Gender and Race Crossing the English Atlantic
Organizers:
- Susan D. Amussen, History, Union Institute and University
- Kim F. Hall, English, Fordham University
- Jennifer Morgan, History, Rutgers University
Description:
This workshop explores the ways in which gender and race are figured in the
crossing of the Atlantic from England to the Caribbean. Travel narratives and
letters that reflect on English travelers in both Africa and the Caribbean provide
a useful lens for thinking about the ways in which place shapes interlocking
concepts of race and gender. English expansion in the 17th century led both
to increased contact with existing societies in Africa and the New World, and
the creation of new societies in England’s American colonies. These new
societies depended upon coerced labor and while initially that labor came from
indentured white servants, after the introduction of sugar to the Caribbean,
that labor was performed by enslaved people of African descent.

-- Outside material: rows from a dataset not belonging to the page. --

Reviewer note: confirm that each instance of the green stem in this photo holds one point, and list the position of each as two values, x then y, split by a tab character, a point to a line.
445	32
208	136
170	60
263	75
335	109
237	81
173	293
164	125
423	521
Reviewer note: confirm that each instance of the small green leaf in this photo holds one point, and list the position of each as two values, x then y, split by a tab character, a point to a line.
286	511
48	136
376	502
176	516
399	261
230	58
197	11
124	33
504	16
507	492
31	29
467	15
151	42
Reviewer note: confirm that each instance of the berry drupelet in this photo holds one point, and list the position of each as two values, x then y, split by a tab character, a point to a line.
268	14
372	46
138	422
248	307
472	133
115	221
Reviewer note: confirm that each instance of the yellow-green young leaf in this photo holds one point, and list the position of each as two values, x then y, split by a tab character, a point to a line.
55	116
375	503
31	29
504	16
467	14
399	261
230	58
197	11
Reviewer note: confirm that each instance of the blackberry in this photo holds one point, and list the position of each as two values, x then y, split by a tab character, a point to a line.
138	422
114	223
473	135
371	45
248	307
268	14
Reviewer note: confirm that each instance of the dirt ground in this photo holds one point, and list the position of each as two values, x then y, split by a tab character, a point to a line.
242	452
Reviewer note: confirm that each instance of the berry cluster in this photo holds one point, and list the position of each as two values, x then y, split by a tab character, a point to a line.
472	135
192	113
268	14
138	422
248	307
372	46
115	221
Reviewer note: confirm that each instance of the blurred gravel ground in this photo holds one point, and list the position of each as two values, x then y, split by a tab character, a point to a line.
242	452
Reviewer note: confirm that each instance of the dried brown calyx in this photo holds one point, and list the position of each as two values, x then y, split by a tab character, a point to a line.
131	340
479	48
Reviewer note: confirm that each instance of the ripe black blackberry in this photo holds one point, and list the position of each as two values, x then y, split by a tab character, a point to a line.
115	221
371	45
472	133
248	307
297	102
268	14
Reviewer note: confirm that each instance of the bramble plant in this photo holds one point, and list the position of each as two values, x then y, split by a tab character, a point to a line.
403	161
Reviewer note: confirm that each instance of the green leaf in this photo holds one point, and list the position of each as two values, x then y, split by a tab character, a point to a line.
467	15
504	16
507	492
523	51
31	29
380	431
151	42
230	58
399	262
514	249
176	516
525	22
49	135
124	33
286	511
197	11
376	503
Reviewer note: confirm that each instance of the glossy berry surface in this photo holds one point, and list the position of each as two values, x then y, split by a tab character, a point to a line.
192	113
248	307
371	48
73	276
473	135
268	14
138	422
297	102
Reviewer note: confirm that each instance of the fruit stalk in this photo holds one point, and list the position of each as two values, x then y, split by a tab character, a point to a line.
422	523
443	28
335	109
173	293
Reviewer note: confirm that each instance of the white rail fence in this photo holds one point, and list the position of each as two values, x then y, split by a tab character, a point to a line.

We will use this movement to explore the emergence and interrelationships of
gender and race. It uses as a central source Richard Ligon’s History of
Barbados (1657) which provides an account of Ligon’s own journey to Barbados
by way of the Cape Verde Islands, his three years on the island, as well as
a natural history and social description of the island in the early years of
the sugar revolution. Ligon was a royalist exile whose anomalous position in
Barbados rendered him an acute observer of social relations. His account is
particularly interesting because of the tensions between his broad generalizations
and his detailed descriptions. While Ligon serves as a critical source for the
early history of Barbados, his history cannot be read in any kind of straightforward
way. Ligon’s account will be supplemented by excerpts from a number of
other contemporary sources to provide additional perspective on the intersections
of race, gender and class in the 17th century Caribbean.

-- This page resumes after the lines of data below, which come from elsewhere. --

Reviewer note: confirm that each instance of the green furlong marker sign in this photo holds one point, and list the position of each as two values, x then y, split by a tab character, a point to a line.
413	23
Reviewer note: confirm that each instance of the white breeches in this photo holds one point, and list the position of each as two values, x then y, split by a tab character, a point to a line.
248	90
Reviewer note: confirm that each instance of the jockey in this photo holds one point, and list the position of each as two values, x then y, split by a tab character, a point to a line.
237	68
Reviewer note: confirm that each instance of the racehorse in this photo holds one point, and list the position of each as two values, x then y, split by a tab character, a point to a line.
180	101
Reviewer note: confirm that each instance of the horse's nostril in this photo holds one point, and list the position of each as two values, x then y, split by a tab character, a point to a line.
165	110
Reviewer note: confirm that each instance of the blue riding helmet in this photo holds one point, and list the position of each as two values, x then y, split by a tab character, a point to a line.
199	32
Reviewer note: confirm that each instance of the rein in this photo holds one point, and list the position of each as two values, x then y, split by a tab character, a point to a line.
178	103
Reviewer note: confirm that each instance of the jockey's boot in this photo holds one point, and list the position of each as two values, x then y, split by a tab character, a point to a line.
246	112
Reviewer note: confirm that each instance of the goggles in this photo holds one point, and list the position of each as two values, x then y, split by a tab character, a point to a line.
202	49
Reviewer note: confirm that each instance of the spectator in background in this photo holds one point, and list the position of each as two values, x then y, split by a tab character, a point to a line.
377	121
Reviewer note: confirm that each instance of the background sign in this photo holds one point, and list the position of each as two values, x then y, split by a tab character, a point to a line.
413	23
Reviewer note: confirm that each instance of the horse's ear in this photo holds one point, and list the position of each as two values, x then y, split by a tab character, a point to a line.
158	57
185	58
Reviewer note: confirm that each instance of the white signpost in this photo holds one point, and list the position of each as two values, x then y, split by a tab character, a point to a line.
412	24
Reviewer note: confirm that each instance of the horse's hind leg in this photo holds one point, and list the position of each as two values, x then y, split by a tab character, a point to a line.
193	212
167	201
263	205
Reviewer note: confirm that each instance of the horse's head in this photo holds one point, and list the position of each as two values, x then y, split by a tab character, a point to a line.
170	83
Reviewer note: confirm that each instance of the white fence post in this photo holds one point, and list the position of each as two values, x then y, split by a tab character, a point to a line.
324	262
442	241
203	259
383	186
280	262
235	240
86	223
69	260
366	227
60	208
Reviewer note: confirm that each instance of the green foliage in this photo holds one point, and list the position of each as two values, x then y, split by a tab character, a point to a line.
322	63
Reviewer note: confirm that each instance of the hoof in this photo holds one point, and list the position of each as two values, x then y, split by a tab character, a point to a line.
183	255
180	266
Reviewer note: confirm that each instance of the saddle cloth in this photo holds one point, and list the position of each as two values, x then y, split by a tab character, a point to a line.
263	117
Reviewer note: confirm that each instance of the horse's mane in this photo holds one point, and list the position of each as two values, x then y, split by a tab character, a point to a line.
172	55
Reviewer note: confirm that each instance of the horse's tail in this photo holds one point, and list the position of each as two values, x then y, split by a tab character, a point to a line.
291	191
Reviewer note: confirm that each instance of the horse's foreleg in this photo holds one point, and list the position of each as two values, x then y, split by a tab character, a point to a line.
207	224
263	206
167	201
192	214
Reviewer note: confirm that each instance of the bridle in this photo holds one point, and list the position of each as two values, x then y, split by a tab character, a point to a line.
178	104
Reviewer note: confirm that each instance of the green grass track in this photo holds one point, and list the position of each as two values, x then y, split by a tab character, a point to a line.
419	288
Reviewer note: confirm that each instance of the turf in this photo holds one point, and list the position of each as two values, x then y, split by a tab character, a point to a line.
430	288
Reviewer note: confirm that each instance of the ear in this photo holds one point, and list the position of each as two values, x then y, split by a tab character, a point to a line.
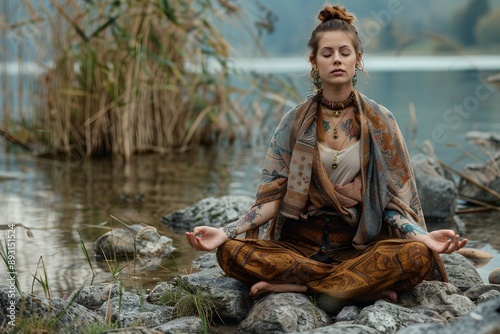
359	57
313	62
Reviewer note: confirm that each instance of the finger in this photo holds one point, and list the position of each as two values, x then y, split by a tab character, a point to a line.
189	237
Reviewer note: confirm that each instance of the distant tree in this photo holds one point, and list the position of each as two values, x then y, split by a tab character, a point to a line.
466	18
488	30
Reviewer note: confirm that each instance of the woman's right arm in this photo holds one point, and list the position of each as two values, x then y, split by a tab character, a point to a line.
208	238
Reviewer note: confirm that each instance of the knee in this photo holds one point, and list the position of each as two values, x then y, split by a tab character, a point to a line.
225	252
418	256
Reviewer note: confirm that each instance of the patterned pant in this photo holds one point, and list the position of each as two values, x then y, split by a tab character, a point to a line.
395	264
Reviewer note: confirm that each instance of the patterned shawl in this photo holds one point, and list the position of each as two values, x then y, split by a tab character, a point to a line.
293	173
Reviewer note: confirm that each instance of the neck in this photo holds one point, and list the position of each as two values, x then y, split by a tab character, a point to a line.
337	94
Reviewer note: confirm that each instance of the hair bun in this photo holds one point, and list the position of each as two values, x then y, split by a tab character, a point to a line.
335	13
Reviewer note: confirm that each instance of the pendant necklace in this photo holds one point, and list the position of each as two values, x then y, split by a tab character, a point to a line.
335	163
335	133
337	106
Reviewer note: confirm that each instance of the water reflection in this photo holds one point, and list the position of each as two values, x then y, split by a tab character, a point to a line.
61	200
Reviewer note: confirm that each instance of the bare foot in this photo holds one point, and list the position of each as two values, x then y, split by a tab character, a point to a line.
388	295
262	287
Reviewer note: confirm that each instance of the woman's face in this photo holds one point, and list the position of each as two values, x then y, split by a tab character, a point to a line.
336	59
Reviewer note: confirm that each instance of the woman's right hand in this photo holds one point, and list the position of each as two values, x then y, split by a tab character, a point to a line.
206	238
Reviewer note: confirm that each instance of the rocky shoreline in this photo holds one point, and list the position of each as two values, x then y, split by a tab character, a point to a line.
466	304
463	305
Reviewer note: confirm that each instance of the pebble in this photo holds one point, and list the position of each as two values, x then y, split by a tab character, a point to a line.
494	277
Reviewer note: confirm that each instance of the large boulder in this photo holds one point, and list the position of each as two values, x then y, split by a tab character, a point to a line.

Readings will be posted on a limited access website prior to the conference;
participants will be invited to offer their own resources at the conference.
The organizers have each approached Ligon in the context of different projects:
Susan Amussen as a historian working on the English experience of settlement
in the Caribbean, for which Ligon provides a central account; Kim Hall as a
literary scholar working on aesthetic strategies used by the English to address
cultural changes brought about by Atlantic production of sugar; Jennifer Morgan
as a colonial historian working on a comparative study of enslaved women in
colonial Barbados and South Carolina.
For the workshop, we will begin by providing context for the readings—not
more than ten minutes of introduction—before opening the discussion to
the participants. The discussion will focus on the following questions:
- Who gets to define race? Gender? Who is silent?
- Are there competing definitions of race and gender operative here? Whose?
How are they manifest?
- What difference does place (i.e. Africa vs. Caribbean) make, if any?
- How does class complicate relations of race and/or gender?
In the last five minutes, we'll see whether we can come to any kind of concluding
formulations or models.
Required Readings:
- Richard Ligon, A True and Exact History of the Island of Barbados,
(1657), pp. 12-17, 46-8, 51-2.
- Pieter de Marees, Description and Historical Account of the Gold
Kingdom of Guinea (The Netherlands, 1602) translated from the Dutch
and edited by Albert van Dantzig and Adam Jones. (selection)
- Thomas Tryon, excerpt from “Of Spices, Their Nature and Operation”
in The Good Housewife Made Doctor. 1692. pp 101 (bottom par)
B 104.
- -----. excerpt from “A dialogue between and Ethiopian or Negro-Slave
and a Christian that was his Master in America” in Friendly
Advice to the Gentlemen Planters of the East and West Indies. London,
1684., pp. 114-115.
- Nicholas Villault, A Relation of the Coasts of Africk Called Guinee...
(London, 1670) (selection)
- William Whaley, letter to Col. William Helyar, 9 Dec. 1675 (Somerset R.O.,
DD/WHh1090/2/1)
Recommended Readings:
- Michael Banton. “The Idiom of Race: A Critique of Presentism.”
In Theories of Race and Racism: A Reader, ed. Les Back and
John Solomos. New York:Routledge, 2000.
- Kim F. Hall. “Culinary Spaces, Colonial Spaces: The Gendering of
Sugar in the Seventeenth Century.” In Feminist Readings of Early
Modern Culture: Emerging Subjects and Subjectivities, ed. Valerie
Traub, Lindsay Kaplan, and Dympna Callaghan. Cambridge: Cambridge University
Press, 1996: 168-90.
- Ivan W. Hannaford. Race: The History of an Idea in the West.
Washington, D.C.: Woodrow Wilson Center (1996), pp. 3-16.
- Jennifer Morgan. “‘Some Could Suckle over Their Shoulder’:
Male Travelers, Female Bodies, and the Gendering of Racial Ideology, 1500-1770.”William
and Mary Quarterly, 3rd Ser., 54:1 (1997), 167-92.